Y paseamos por la blanca medina de Tetuán, comimos cuscús, jarira y chuparquías, trepamos el Dersa y el Gorgues, y fuimos a la playa de Río Martín y al parador de Ketama, entre pinos y aún sin nieve. Hasta que el tiempo se agotó y lo indeseado se hizo presente. Y sólo entonces confirmamos que la realidad puede superar las más negras expectativas. Así me lo hizo saber la misma Rosalinda apenas una semana después de la llegada de su marido.
– Es mucho peor de lo que había imaginado -dijo desplomándose en un sillón nada más entrar en mi taller.
Esta vez no parecía ofuscada, sin embargo. No estaba iracunda como cuando recibió la noticia.

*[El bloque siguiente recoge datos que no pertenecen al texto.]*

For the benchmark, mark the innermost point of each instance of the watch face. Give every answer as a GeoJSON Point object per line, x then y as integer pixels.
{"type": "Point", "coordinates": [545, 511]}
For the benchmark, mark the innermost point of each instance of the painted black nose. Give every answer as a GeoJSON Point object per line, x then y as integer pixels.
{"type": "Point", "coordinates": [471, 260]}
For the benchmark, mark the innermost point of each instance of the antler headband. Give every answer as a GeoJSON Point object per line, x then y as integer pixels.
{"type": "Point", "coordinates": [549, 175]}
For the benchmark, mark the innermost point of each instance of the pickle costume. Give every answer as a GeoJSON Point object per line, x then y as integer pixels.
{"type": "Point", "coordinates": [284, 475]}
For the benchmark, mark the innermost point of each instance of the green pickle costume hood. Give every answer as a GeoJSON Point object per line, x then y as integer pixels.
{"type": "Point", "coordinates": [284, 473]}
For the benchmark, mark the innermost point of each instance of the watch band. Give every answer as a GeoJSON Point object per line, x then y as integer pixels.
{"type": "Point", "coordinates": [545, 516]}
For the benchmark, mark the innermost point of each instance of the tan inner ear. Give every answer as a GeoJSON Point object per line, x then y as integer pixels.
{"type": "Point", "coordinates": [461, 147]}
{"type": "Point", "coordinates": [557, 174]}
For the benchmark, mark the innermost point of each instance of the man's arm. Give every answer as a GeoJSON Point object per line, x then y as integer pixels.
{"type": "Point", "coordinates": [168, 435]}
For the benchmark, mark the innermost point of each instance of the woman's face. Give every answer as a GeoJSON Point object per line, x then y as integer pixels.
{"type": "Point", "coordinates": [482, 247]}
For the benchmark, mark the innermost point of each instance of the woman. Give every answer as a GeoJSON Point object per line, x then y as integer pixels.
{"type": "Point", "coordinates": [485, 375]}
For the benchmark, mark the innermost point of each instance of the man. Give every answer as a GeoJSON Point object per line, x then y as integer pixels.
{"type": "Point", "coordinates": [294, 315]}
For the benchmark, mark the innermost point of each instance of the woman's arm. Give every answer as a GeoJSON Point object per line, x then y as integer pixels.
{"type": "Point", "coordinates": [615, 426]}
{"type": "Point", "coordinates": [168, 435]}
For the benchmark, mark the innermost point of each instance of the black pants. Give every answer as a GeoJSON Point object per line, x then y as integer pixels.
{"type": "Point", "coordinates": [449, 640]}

Esta vez tan sólo irradiaba tristeza, agotamiento y decepción: una densa y oscura decepción. Por Peter, por la situación en la que se veían inmersos, por ella misma. Tras media docena de años vagando sola por el mundo, creía estar preparada para todo; pensaba que la experiencia vital que a lo largo de ellos había acumulado le habría aportado los recursos necesarios para hacer frente a todo tipo de adversidades. Pero Peter resultó mucho más duro de lo previsto. Todavía asumía con ella su papel posesivo de padre y marido a la vez, como si no llevaran todos aquellos años viviendo separados; como si nada hubiera pasado en la vida de Rosalinda desde que se casó con él cuando aún era casi una niña. Le reprochaba la manera relajada en que estaba educando a Johnny: le disgustaba que no asistiera a un buen colegio, que saliera a jugar con los niños vecinos sin una niñera cerca y que, por toda práctica deportiva, se dedicara a lanzar piedras con el mismo buen tino que todos los moritos de Tetuán. Se quejaba también de la falta de programas de radio de su gusto, de la inexistencia de un club en el que poder reunirse con compatriotas, de que nadie hablara inglés a su alrededor y de la dificultad para conseguir prensa británica en aquella ciudad aislada.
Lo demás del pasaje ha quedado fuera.